# Model Optimization Notebook

This Jupyter Notebook demonstrates the process of preparing image data, downloading the COCO dataset, preprocessing images, and converting a YOLO NAS ONNX model to various SNPE DLC formats for deployment. The workflow includes:

- Importing necessary libraries for image processing and file management.
- Downloading and extracting a subset of the COCO validation dataset.
- Preprocessing images to the required input format for model inference.
- Converting the YOLO NAS ONNX model to SNPE DLC format, including quantization and graph preparation for specific hardware targets.
- Documenting each step for reproducibility and clarity.

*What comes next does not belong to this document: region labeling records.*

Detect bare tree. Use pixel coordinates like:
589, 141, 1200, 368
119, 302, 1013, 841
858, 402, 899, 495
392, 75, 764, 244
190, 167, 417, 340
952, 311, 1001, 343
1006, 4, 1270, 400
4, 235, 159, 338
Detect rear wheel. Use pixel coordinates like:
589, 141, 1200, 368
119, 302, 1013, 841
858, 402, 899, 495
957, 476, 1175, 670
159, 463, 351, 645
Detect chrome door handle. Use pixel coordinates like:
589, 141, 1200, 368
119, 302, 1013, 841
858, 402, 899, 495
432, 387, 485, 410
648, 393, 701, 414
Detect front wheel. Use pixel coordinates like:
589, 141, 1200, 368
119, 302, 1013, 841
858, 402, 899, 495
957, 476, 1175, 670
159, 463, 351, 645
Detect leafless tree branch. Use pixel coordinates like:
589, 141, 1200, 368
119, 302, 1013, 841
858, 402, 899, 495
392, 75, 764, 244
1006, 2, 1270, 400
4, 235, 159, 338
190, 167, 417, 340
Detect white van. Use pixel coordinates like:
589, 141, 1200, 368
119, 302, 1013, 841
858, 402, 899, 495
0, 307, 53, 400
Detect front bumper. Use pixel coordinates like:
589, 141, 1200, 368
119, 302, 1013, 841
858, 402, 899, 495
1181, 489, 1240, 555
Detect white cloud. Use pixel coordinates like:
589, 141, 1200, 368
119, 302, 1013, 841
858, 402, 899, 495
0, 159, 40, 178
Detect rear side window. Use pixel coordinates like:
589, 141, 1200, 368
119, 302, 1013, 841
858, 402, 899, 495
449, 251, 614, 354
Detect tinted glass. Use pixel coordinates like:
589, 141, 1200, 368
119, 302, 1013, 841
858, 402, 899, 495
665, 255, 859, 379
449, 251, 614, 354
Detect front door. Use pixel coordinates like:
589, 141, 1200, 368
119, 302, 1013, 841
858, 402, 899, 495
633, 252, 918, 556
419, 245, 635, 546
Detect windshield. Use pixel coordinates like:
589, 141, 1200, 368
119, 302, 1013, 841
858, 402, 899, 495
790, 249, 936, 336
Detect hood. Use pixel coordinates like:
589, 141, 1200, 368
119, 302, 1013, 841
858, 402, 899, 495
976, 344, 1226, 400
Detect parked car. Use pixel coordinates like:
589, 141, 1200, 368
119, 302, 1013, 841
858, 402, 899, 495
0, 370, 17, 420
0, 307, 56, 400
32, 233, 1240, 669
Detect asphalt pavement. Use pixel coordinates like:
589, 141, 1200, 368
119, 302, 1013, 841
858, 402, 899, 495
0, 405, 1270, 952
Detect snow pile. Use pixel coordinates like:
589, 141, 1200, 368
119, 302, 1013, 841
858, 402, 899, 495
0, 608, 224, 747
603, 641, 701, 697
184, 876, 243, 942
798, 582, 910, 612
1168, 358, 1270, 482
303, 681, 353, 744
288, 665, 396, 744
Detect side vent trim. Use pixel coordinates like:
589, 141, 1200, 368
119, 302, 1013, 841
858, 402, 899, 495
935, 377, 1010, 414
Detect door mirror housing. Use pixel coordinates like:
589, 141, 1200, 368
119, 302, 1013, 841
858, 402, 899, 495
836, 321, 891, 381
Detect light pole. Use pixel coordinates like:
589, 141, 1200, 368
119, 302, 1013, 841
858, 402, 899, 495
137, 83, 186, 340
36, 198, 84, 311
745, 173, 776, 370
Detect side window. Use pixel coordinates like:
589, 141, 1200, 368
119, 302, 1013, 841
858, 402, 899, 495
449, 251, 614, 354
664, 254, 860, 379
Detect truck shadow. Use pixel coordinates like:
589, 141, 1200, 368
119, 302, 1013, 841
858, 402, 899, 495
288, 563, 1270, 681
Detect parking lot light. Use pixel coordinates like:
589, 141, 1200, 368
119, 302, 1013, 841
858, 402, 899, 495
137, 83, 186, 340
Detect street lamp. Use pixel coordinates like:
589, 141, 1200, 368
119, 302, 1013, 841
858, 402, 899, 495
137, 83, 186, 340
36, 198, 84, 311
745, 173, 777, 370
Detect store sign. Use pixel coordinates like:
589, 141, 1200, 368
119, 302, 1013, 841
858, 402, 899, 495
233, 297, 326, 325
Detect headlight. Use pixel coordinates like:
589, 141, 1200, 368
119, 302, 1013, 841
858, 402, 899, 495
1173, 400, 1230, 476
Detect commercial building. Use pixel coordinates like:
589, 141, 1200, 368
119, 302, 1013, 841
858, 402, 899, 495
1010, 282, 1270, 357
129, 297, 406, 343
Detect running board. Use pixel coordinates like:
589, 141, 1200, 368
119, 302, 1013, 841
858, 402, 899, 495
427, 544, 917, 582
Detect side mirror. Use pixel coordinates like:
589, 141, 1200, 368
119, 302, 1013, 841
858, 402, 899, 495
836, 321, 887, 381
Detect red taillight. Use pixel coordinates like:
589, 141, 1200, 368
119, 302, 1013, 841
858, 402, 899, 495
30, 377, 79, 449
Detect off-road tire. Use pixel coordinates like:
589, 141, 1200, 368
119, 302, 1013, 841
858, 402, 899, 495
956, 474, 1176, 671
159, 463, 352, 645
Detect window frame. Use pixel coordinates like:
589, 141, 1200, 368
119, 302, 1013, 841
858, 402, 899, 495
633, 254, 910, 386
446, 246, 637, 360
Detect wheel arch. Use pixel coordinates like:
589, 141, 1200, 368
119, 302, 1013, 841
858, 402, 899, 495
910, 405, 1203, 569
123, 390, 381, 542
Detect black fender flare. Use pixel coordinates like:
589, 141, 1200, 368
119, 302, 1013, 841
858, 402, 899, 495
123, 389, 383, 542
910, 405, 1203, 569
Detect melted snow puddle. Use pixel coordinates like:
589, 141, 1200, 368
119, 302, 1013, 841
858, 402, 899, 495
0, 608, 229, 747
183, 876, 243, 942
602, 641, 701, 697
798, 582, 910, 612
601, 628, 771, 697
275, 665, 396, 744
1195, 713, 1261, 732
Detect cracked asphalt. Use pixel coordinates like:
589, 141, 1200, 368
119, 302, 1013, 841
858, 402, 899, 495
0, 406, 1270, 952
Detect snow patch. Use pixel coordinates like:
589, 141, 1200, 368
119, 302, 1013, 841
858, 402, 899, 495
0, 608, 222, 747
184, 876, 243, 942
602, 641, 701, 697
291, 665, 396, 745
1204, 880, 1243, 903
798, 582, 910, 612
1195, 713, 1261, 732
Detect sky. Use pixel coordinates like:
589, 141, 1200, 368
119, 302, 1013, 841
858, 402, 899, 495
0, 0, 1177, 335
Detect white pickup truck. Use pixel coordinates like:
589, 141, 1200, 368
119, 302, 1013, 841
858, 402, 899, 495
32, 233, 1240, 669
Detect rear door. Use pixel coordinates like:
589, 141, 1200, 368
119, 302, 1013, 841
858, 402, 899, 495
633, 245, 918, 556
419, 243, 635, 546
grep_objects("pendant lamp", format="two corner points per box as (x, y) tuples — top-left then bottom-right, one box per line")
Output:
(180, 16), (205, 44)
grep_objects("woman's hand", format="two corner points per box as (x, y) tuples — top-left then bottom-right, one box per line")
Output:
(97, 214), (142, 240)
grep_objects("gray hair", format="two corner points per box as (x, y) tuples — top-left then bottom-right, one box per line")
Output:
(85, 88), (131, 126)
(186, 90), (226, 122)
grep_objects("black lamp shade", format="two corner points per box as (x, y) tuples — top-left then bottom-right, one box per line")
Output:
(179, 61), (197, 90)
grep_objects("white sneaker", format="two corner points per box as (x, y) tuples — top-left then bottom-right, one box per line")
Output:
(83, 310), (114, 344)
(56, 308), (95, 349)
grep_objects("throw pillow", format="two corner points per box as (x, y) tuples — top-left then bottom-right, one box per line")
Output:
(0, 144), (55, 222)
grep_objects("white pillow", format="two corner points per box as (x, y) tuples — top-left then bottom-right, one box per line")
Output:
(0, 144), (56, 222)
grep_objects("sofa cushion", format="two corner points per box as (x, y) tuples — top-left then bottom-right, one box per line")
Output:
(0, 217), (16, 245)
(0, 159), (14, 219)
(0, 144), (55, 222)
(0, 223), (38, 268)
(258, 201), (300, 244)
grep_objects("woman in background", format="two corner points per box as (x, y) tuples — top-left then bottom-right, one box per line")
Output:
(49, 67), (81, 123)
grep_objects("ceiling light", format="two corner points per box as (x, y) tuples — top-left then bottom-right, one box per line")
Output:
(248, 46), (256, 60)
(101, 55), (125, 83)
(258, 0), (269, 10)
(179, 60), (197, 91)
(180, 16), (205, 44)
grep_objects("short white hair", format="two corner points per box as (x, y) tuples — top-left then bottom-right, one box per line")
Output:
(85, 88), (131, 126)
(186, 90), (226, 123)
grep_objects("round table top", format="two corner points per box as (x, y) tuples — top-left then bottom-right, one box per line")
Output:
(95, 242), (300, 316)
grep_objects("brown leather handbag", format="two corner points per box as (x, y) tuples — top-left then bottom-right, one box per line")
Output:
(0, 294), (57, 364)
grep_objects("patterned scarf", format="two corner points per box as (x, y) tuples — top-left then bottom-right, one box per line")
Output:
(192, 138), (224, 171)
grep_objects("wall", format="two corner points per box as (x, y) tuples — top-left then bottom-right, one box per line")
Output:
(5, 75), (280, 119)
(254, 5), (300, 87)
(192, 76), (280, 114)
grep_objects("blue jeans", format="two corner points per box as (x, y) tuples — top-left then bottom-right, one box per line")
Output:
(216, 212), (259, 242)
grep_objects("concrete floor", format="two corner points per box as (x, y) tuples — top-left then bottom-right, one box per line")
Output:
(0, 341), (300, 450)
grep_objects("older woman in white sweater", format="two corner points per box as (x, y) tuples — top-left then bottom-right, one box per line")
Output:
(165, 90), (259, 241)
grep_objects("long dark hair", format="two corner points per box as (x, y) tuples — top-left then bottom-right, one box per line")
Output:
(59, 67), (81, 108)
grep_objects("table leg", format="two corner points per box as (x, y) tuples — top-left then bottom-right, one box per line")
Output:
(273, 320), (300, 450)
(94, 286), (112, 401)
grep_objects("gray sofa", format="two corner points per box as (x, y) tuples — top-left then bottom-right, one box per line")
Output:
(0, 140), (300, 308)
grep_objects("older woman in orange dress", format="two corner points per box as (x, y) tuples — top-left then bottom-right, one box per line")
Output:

This notebook serves as a practical guide for deploying deep learning models on Qualcomm platforms using the SNPE toolkit.

## How to Use

1. **Build and start the Docker Compose environment** as described in the project documentation.
2. **Access this notebook** in your browser at:  
    [http://127.0.0.1:8888/notebooks/model_optimization.ipynb](http://127.0.0.1:8888/notebooks/model_optimization.ipynb)
3. **Run all cells** in order to optimiza the ONNX model to Qualcomm chipsets.

In [None]:
# Import necessary libraries.
import glob
import os
import torch

import cv2 as cv
import numpy as np

## Data cleaning.

The `preprocess` function resizes an input image to 320x320 pixels, normalizes its pixel values to the range [0, 1], and returns the processed image as a NumPy array of type float32, preparing it for model inference.

In [None]:
def preprocess(original_image: np.ndarray) -> np.ndarray:
    """
    Preprocess the input image for model inference.

    Args:
        original_image (np.ndarray): The input image in BGR format.

    Returns:
        np.ndarray: The preprocessed image in the format expected by the model.
    """

    # Resize the image to 320x320 pixels and normalize pixel values to [0, 1].
    resized_image = cv.resize(original_image, (320, 320))
    return (resized_image / 255.).astype(np.float32)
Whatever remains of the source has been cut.